Cardinal Ratzinger in a transcription of a homiletic series published with the title of In the Beginning discusses the Catholic understanding of some of the main issues about the earliest times. I will not be able to do that aspect justice in this post. There's a PDF article "Reading Genesis with Cardinal Ratzinger" by Fr Austriaco and to hone critical skills you could read this "Rebutal" (sic) by the increasingly quirky R Sungenis. Sungenis does include a LOT of documentation in regard to papal encyclicals in his article which could be valuable for a research project, but I think his arguments skirt the issue. I doubt if I will go much into this with a 14 year old but it would probably be fun with an older or very motivated student. I probably will have him read at least some of the Fr Shamon book.
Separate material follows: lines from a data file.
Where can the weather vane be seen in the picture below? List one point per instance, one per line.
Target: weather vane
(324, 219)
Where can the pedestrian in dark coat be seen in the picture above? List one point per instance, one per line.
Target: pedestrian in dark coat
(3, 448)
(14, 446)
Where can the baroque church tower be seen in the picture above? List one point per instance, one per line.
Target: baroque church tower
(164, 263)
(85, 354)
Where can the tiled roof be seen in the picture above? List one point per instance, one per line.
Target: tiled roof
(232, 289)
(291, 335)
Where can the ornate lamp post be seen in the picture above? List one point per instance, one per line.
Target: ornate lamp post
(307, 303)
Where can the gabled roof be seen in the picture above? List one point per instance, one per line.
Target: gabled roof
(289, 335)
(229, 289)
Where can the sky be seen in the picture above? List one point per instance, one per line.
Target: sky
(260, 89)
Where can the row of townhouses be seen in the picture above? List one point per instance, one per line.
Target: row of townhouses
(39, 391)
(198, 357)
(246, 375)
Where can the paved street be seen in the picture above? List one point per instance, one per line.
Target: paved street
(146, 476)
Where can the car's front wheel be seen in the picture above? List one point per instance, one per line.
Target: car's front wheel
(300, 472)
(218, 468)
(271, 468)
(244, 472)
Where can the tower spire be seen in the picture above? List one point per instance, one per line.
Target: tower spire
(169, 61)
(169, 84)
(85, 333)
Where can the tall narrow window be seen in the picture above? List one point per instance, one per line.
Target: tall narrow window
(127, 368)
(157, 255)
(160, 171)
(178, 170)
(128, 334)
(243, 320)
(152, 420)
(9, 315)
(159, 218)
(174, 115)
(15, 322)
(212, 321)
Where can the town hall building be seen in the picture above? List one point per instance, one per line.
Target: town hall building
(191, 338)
A side note -- just after I read the poem Creation by James Weldon Johnson in the Fr Shamon book, I read that David Hicks recommended it for Grade 9 Greek history in his Norms and Nobility. You can see Rev Johnson read it here. Kieron read it this year for K12 and I remember telling him that Rev Johnson took poetic license with saying that God was "lonely". How could a Trinity be lonely? I guess a poem's not supposed to be a treatise or creed though : ).

For additional resources, Humani Generis is a pivotal encyclical which is quoted in this chapter, and is recommended reading by Mother of Divine Grace for 10th graders. I think I will have my student read this towards the end of his science year. Hedge School has a resource about Creation from a non-young-Earth perspective (see sidebar). There is this article by William (not Warren) Carroll called In the Beginning

Dr Carroll quotes Genesis 1:1-4 and John 1:1-5 which both discuss the beginning of things. Revelation 1 also deals with the big picture of what the cosmos is about.
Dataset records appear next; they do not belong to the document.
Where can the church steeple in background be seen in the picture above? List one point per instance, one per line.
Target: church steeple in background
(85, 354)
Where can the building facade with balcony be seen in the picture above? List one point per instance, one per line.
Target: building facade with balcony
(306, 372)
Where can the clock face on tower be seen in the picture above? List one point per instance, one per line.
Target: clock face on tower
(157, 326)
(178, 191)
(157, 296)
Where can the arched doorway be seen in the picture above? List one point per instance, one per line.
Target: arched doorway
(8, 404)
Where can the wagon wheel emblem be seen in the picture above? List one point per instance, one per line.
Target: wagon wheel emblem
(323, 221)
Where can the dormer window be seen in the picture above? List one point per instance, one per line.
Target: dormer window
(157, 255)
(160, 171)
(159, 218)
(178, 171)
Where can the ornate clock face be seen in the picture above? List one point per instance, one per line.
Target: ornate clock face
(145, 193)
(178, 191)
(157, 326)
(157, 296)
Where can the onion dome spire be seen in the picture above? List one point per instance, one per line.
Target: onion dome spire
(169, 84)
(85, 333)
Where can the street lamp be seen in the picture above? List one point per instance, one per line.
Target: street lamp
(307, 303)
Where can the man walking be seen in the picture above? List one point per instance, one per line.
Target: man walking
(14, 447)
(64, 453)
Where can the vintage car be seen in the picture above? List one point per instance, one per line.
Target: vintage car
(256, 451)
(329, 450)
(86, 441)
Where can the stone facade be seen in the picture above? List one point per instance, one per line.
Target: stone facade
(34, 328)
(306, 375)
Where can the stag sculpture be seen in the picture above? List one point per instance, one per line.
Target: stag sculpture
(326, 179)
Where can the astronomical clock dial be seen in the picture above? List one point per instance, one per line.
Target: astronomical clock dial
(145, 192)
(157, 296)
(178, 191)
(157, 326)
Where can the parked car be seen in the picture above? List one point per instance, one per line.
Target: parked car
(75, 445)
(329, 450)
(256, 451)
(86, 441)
"The earth came out of the starry heavens, and out of the earth came man. On both points the Book of Genesis and today's scientific theories agree. .... but in the last analysis, questions of geologic time and organic evolution, though fascinating, are not of primary importance to the Christian."
It's at this point that he quotes Humani Generis which makes the distinction between science's province and religion's. There is also this collection of Church Fathers on the topic of Creation and Genesis. Father Shamon says:

Faith says, "God created the heavens and the earth." It does not say HOW. Let science discover that. Faith says, "God is a God of order, not chaos." Let science confirm this by discovering the laws and order that are built into the physical universe."
This is a very plain way of putting it. Here's a summary of the essential doctrine about Adam, Eve and Evolution. Basically, each human soul is a special creation, made in God's likeness, no matter how the evolutionary descent thing was worked. Science has its own sphere of independence but it can't deal with the areas outside its own province. It would be like trying to describe the Green Forest if you were a baby rabbit who hadn't been outside the briar patch. You couldn't describe the forest in briar patch language, except by analogy and illustration and "type".
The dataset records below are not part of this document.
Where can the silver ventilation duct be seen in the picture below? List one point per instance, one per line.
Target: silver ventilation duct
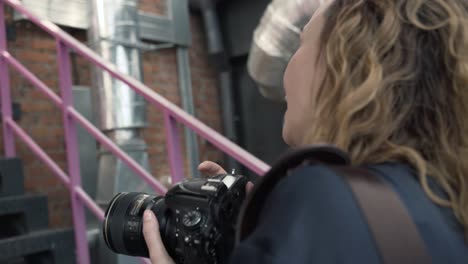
(275, 41)
(113, 33)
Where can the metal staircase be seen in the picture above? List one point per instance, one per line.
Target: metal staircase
(25, 237)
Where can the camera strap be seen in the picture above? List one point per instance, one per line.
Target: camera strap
(395, 233)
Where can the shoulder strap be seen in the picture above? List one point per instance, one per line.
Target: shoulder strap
(396, 235)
But I can't do that justice here either. There are lots of great books about the relationship between science and religion -- Father Jaki's Savior of Science is one that I've read, but it's not an easy read, and another is The Mind of the Universe, a wonderful book but steep, about the boundary questions which link science and theology, which I've started but not finished. The Language of God, by Francis Collins, is clear enough for a high schooler to read and is of interest because the author is an eminent geneticist, an evangelical Christian AND a former homeschooler (back in the 50's!). He calls himself a theistic evolutionist. If I was going into a lot of depth on the topic I would have the student read this last one -- Collins has a pleasant writing voice and the book woke my up till then dormant interest in DNA -- I went on to read several more books on the subject through the years.

I'll stop now! Even though I only got halfway through the Prologue, it covers Creation, the beginning of natural science, and the beginning of human history. So though this seems long, it did cover a LOT of ground all things considered! I won't be spending so much time on every chapter of the book, or I would be writing a book myself : ).